Prelude: Thomas the Rhymer

“Laird Learmont, beg your pardon, but there’s one of them tattoo’d wizards on the grounds,” the guard explained nervously.

“Ach, what is it now? As if I don’t have enough to worry about now. Very well, the midwife has told me there is plenty of time. Send him in.”

“Um....I’m sorry, m’lord, you don’t seem to understand. He’s not asked for an audience. He’s just....on the grounds.”

“How do you ken he’s a wiz-... a magus, then?”

The guard was getting very uncomfortable now. “Well, sir, there’s the tattoos.” The two were walking now. “And...well, sir, when we found him, he had Hamish the Houndmaster tied up with some vines or something, and he was playing with the dogs.”

“Could just be a heathen.”

“M’Laird, he was playing draughts. Plus, he glows. Just a bit, m’laird. Only in the dark, but....but he does glow, m’laird.”

“Losing, too,” adds the Criamon, who is sitting on the floor in front of a red and black checkered board. A small pack of bloodhounds on the other side were animatedly sniffing each other and making growling noises. “I did not need to speak with you yet, Laird Learmont. Your houndmaster, you know he lost his wife this winter?”

Laird Learmont looked up now and saw that Hamish was suspended amid the rafters high about them. He appeared quite vexed. Come to that, Learmont was as well. “Yes, what of it?” He’d heard about the tattoos from Christiniana scholae Bonisagus, his contact at Horn’s Hill, and so he knew better than to goad or threaten one of them.

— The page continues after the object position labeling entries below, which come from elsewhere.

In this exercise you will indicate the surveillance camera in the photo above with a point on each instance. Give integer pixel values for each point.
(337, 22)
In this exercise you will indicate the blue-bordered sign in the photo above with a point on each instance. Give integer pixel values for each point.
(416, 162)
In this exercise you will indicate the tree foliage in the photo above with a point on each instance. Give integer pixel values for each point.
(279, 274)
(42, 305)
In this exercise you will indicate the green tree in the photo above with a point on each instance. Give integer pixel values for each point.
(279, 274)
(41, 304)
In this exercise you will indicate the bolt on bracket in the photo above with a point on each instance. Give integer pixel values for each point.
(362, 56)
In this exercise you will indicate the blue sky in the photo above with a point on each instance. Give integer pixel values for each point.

“Have you not noticed that the daughter has been experiencing prolonged grief at this loss? Have you not asked why? His actions have been...what is the word you use? Sinful. I am taking his daughter back with me. Also, this hound.” He points at Learmont’s prize breeding dog. She whines, then places a paw on one of the red coins upon the board, and slides it to another space, taking three of the Criamon’s pieces. “Ah, very well. The hound does not object. She may stay.”

Learmont could feel his men-at-arms behind him stiffening to attention in the manner that suggests they were all doing a very good job of not laughing. “ cannot just take one of my people. I’ll have Horn’s Hill come down on you like a ton of bricks.”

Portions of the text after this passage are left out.